This is the InfoSec CTF writeup.
The ctf was very great. However, I felt it a bit simpler I think that was intended as a basic starting level. Some of the challneges were very interesting others were very straight forward. One thing that make me suffer a bit is the images in the challneges. I always had the feeling that they always contained something (steganography). I also was suffering with some guessing challenges like levle number 9. Yet, the good thing about the challneges is that each one will teach you something. The purpose of the CTF was to share knowledge. Below, you can find my write-up so please read, enjoy and take the best of it.

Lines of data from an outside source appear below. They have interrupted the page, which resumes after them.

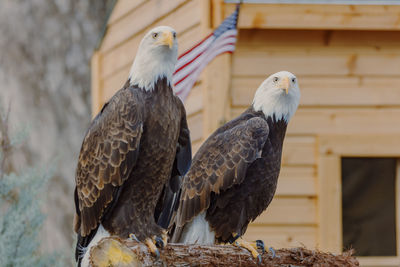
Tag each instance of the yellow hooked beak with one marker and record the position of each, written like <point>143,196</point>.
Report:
<point>285,84</point>
<point>166,38</point>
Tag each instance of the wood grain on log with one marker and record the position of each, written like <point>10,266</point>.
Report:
<point>116,252</point>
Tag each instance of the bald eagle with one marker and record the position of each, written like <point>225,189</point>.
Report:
<point>134,153</point>
<point>234,174</point>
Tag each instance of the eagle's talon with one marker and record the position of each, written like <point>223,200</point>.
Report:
<point>270,249</point>
<point>152,247</point>
<point>259,259</point>
<point>157,254</point>
<point>159,242</point>
<point>260,245</point>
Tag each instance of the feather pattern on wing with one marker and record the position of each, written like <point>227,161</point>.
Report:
<point>109,152</point>
<point>220,163</point>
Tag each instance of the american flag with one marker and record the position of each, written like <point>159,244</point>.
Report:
<point>192,62</point>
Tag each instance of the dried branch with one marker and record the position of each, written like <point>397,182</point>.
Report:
<point>115,252</point>
<point>5,144</point>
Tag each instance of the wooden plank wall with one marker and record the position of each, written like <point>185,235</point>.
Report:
<point>350,84</point>
<point>128,23</point>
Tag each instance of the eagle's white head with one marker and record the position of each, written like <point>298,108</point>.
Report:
<point>155,58</point>
<point>278,95</point>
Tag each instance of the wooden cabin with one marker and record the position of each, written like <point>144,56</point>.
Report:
<point>339,185</point>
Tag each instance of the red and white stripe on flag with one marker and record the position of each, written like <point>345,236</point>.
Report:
<point>191,63</point>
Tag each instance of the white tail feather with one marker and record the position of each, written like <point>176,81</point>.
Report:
<point>100,234</point>
<point>198,231</point>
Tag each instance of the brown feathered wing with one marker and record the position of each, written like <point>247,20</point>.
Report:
<point>220,163</point>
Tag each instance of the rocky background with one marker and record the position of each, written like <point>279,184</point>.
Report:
<point>45,50</point>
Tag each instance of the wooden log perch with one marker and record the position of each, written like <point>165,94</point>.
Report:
<point>116,252</point>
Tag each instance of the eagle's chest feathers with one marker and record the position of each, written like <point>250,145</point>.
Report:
<point>161,129</point>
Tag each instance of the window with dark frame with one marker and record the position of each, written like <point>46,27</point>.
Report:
<point>368,205</point>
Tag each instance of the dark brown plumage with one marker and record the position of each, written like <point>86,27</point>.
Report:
<point>126,159</point>
<point>224,180</point>
<point>234,174</point>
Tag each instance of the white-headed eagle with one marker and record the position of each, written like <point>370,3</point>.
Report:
<point>234,174</point>
<point>134,153</point>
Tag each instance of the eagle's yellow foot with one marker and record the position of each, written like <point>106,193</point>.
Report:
<point>250,247</point>
<point>259,244</point>
<point>164,237</point>
<point>152,247</point>
<point>133,237</point>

If you have any questions/comments, do NOT hesitate to contact me.
Thank you InfoSec Institute for the CTF
A pdf version of the solution can be found here.
If you would like to try the challenges before seeing the write-ups please check them on
let's start :)
“May the source be with you! “
Once I saw the word “source” then I expected that the flag will be in the HTML source code. I viewed the source code in my browser, and I managed to see the flag in the first line of the HTML code as illustrated below in the screenshot
“It seems like the image is broken..Can you check the file?“
I checked the HTML source code and I got the image link which was “img/leveltwo.jpeg” Downloaded the image file and now it is time to analyse the file. The first step I wanted to to check the file type to see if it is actually an image. Executing the “file” command on linux that was the result.
looks like some ascii data inside not an image. Viewing the file content using the “cat” command that was the output “aW5mb3NlY19mbGFnaXNfd2VhcmVqdXN0c3RhcnRpbmc=“. The data is encoded in base64. I managed to know that because of the “=“ that was padded in the end of the text. using the base64 tool to decode that data that was the output “infosec_flagis_wearejuststarting”
Nothing was stated regarding explicitly for the challenge. However there was that image that contains a QR code.
sent the QR code to the following website http://zxing.org/w/decode?u=http%3A%2F%2Fctf.infosecinstitute.com%2Fimg%2Fqrcode. png
That was the result
.. -. ..-. --- ... . -.-. ..-. .-.. .- --. .. ... -- --- .-. ... .. -. —.
looks like some morse code. We need to find something to decode it. Using the following the website http://morsecode.scphillips.com/translator.html I managed to translate the morse code and that was the result.
“HTTP means Hypertext Transfer Protocol”
HTTP is a Hyptertext Transfer Protocol. I thought that I might find the flag in any of the headers received from the server. I fired up my burp suite proxy to see what I will get in the HTTP response. These were the headers received from the server.
We can see that the server is setting a cookie in our browser. looks like it is encoding in some way however it has the same pattern as “infosec_flagis_xxxxxxx”
I didn’t know what was the encoding but it looks like some stream cipher. I expected it will be a caesar cipher. I coded this quick script to try all caesar with different steps. The script should stops once it finds the word “infosec”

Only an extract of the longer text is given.